Maybe that’s why stuff matters, maybe that’s why we’re all, in varying degrees, hunters and hoarders alike.

Newport Windows

Newport Window

Newport Window

A friend and I went to Newport a week or so ago to celebrate the first sunny day we’d had in over a week and the decidedly unofficial first day of spring. What a wonder it is to take off your coat and cast it into the back seat. To jam your gloves into the weary coat’s pockets. To feel like you’ve lost a few years, a few pounds, regained something flirtatious, fickle, alive…even if you’re wearing a sweater over a top and a skirt over jeans and walking shoes.

Newport smiled back at us and reveled in our ooohs and aaahs at its old houses built so long ago by men with names like Jacob and Jeremiah, Silas and Samuel. These are not the mansions of Bellevue, but the simple square structures of the seafarers and their wives.

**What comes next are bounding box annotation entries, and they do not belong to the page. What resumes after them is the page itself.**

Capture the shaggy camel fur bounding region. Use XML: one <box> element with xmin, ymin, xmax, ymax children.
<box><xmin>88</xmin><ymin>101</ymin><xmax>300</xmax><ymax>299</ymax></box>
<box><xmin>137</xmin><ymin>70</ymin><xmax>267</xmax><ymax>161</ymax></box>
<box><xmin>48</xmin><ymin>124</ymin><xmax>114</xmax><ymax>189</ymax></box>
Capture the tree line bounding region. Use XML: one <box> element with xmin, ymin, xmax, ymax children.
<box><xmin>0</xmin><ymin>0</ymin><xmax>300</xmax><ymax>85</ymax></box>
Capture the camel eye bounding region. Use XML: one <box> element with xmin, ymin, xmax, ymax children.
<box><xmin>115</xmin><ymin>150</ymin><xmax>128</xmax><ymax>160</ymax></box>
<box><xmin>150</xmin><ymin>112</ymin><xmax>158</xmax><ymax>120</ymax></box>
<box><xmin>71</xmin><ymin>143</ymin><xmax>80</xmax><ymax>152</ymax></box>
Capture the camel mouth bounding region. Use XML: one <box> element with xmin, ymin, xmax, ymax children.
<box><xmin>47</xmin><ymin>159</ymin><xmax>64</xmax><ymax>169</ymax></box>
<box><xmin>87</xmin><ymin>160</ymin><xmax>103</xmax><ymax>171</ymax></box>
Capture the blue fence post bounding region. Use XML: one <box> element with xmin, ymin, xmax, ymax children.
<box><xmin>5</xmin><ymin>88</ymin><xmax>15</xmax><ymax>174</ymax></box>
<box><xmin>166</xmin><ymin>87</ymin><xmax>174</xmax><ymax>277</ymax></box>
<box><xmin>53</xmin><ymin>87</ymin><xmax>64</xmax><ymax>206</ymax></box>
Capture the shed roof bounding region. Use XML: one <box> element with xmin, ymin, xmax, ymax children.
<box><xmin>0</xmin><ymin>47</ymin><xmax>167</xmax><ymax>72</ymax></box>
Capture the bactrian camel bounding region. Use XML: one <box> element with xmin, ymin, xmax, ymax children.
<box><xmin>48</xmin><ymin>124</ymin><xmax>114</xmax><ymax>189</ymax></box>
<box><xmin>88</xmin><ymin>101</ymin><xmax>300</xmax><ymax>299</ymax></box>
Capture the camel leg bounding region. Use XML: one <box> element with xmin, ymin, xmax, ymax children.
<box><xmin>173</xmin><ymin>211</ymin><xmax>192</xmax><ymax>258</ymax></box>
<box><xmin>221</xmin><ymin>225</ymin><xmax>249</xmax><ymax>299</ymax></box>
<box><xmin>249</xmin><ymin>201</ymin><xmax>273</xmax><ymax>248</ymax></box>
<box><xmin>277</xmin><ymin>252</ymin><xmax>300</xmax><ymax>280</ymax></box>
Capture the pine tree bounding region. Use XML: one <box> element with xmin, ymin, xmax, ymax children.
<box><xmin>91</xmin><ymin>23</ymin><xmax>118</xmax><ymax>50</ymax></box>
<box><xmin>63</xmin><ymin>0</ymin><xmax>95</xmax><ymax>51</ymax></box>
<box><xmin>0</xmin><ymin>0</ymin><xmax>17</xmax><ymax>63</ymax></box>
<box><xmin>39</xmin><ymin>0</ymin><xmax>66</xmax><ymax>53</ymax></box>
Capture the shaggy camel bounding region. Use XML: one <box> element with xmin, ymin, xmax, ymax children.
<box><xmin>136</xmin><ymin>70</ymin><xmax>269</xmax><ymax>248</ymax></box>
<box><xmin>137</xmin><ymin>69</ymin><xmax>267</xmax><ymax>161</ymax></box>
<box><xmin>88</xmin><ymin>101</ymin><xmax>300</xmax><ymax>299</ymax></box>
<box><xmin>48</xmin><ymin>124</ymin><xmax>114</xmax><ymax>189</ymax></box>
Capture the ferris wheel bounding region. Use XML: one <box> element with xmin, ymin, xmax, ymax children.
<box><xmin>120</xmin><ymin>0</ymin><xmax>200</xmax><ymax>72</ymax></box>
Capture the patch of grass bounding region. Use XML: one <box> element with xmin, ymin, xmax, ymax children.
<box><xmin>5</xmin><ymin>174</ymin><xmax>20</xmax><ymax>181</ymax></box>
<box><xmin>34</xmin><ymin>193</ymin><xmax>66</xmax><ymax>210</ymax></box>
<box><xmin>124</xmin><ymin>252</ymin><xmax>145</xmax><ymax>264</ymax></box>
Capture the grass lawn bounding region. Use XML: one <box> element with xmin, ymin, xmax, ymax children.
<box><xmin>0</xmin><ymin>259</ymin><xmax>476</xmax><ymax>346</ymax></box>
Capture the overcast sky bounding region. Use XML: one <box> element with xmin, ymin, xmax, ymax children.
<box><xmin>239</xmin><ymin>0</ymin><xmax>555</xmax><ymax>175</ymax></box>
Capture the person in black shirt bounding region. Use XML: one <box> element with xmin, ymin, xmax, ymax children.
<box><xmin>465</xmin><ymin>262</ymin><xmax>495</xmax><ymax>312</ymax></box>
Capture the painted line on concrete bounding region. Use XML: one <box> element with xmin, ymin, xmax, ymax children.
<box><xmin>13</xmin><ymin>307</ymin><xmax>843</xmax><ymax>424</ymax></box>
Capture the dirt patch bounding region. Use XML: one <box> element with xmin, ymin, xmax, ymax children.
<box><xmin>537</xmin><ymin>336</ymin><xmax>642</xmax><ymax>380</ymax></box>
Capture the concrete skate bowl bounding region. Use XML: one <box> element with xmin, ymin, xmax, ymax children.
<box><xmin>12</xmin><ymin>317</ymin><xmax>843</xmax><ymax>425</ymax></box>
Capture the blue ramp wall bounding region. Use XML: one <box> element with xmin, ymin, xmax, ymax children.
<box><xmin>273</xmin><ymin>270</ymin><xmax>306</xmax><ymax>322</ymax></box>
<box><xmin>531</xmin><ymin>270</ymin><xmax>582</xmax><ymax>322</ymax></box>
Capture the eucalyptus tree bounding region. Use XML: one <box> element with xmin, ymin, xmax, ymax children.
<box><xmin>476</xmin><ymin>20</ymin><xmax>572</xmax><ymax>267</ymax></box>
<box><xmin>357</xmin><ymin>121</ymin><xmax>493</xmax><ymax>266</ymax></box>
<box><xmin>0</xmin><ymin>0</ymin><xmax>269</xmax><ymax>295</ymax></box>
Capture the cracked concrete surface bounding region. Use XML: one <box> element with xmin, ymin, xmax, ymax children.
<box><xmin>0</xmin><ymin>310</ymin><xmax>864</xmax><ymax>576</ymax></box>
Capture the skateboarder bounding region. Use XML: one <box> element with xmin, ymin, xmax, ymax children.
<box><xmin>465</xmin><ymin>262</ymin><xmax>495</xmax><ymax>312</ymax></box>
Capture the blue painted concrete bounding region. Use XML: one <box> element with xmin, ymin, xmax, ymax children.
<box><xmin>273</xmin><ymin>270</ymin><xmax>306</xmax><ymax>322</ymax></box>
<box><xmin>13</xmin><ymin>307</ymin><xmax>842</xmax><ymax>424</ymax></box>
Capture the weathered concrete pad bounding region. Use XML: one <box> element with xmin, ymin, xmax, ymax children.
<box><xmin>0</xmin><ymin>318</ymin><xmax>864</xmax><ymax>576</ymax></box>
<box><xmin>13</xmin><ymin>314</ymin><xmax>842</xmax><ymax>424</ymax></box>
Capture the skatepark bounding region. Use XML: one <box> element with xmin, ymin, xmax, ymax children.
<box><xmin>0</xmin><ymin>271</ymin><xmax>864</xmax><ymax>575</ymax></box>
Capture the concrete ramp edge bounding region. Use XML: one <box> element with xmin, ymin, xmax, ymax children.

Life would be good here, I think, living in one of these crooked houses with the sea air shaking the windows in January, wafting the curtains in July. No doubt the salty ancestors of these houses rattle around the attics, closets, and cellars of these houses and are frequent guests at tea or cocktail hour.

The only thing that would have made this day absolute perfection would have been a chance to go inside one of the old houses and have a good look around. Or sit in a chair by a wavery window, look out at the harbor, and listen for the silent stories the old house might be inclined to tell.